Because each type has its own operation table with pointers to the code for each operation, it is possible for some of the operations to be specially compiled for that type, rather than simply reusing the "generic" code generated when the module was first compiled. This allows the code to incorporate information about the module actuals (as an optimization), rather than having to use the information only at run-time which is what the "generic" code would do. Hence, in the example above, the Copy_Code for Type_C might incorporate directly information about the module actuals or the operation table for Type_C, rather than having to index into the table of module actuals or into the operation table at run-time.

Other implementation models are of course possible, but this one seems to have the advantage of uniformity and flexibility, with constant-time run-time performance for making a dispatching call.

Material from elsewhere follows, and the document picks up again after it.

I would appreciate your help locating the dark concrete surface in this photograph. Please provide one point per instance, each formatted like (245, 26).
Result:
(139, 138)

When a module is instantiated in ParaSail to form a type, actual parameters must be specified for each module formal parameter. When the module formal is itself a type, the module actual must be a type that matches the formal appropriately. For example, given:

interface Set<Element_Type is Assignable<>> is
function Union(Left, Right : Set) -> Set;
function Unit_Set(Elem : Element_Type) -> Set;
...
end interface Set;

we will want to be able to write:

type My_Int_Set is Set<My_Integer_Type>;

Now the question is whether My_Integer_Type must be based on an interface that is explicitly indicated as extending or implementing Assignable, or should we simply require that My_Integer_Type has all of the operations expected of a type based on Assignable. In other words, does an actual type match a formal type only if it extends or implements the specified interface, or is ad hoc matching permitted, where at the point of instantiation a check is made that all of the required operations are present? A similar question would come up when converting an object of a particular type to a polymorphic type (such as Assignable+).

Our initial instincts were to require that the actual type (or the type being converted) explicitly extend or implement the formal type (or the target type). However, this will tend to cause a proliferation of interfaces being added to the list of implements for any given module, such as Assignable or Comparable or Numeric or ..., and still the actual subset of operations of interest might not be mentioned explicitly.

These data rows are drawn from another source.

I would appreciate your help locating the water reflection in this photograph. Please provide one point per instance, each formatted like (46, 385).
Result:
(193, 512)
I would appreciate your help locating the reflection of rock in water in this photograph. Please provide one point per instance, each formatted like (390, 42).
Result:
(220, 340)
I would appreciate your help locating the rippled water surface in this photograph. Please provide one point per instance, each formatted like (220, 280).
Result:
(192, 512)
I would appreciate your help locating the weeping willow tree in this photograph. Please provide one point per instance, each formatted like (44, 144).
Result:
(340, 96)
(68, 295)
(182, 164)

Given the above concern, we now favor allowing ad hoc matching requirements for matching of module actuals to module formals, and when converting from a normal type to a polymorphic type. There are some potential problems during maintenance if the operations of an interface change, but those problems exist anyway, since any code that makes calls on individual operations defined in an interface may suffer maintenance issues when operations change. Note, however, that adding operations to the actual type, or removing them from the formal type, don't create maintenance issues.

In general, there are many fewer places where modules are instantiated, or conversions to polymorphic types occur, than there are normal calls on operations, and defining and using (presumably abstract) interfaces such as Assignable or Comparable as module formals, if they capture exactly what operations of interest are needed by the module, could reduce rather than increase maintenance problems when trying to decide whether to change an existing operation of some interface.

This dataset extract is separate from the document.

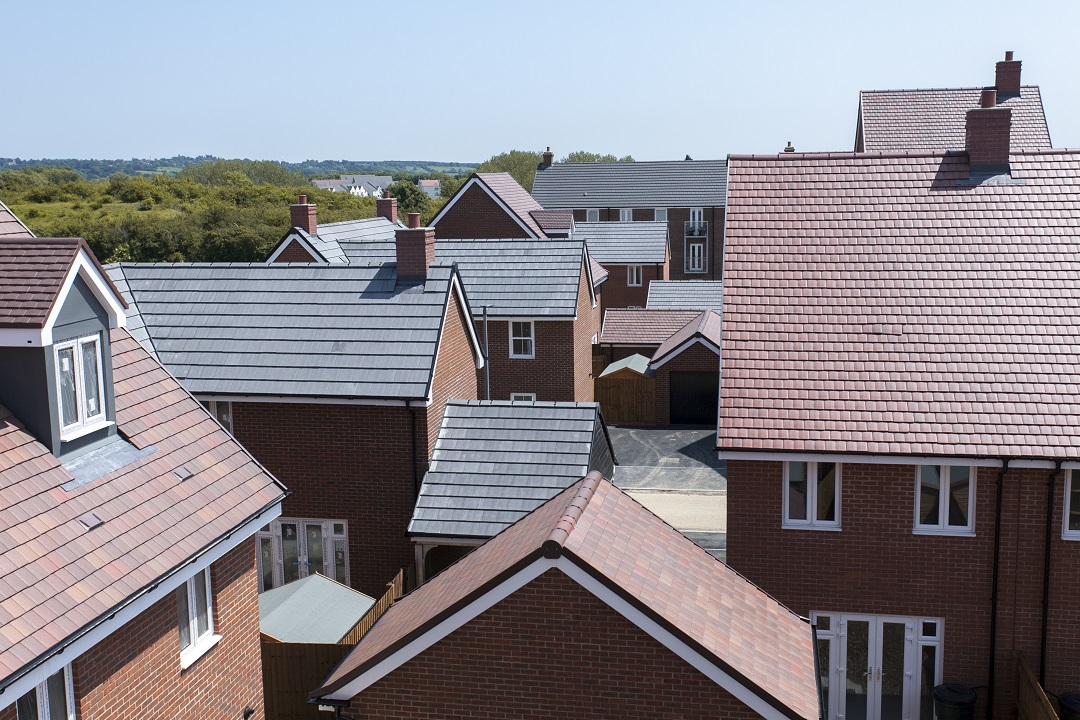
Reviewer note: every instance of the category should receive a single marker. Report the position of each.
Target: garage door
(693, 397)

So the answer to the above question about instantiating Set with My_Integer_Type is now answered as follows: My_Integer_Type must provide the operations defined in the interface Assignable, but it need not directly or indirectly extend or implement Assignable. This generally means that the list of interfaces specified in the implements list is there primarily for documentation, and for imposing a linkage such that if additional operations are added to the implemented interface, the need to define the operations is known at the point of module definition, rather than being deferred until some point of use. This also implies that when ad hoc matching is used, there is a presumption that the module formal (or target type) is very stable and new operations are not expected to be added to it. A type like Assignable<> certainly qualifies.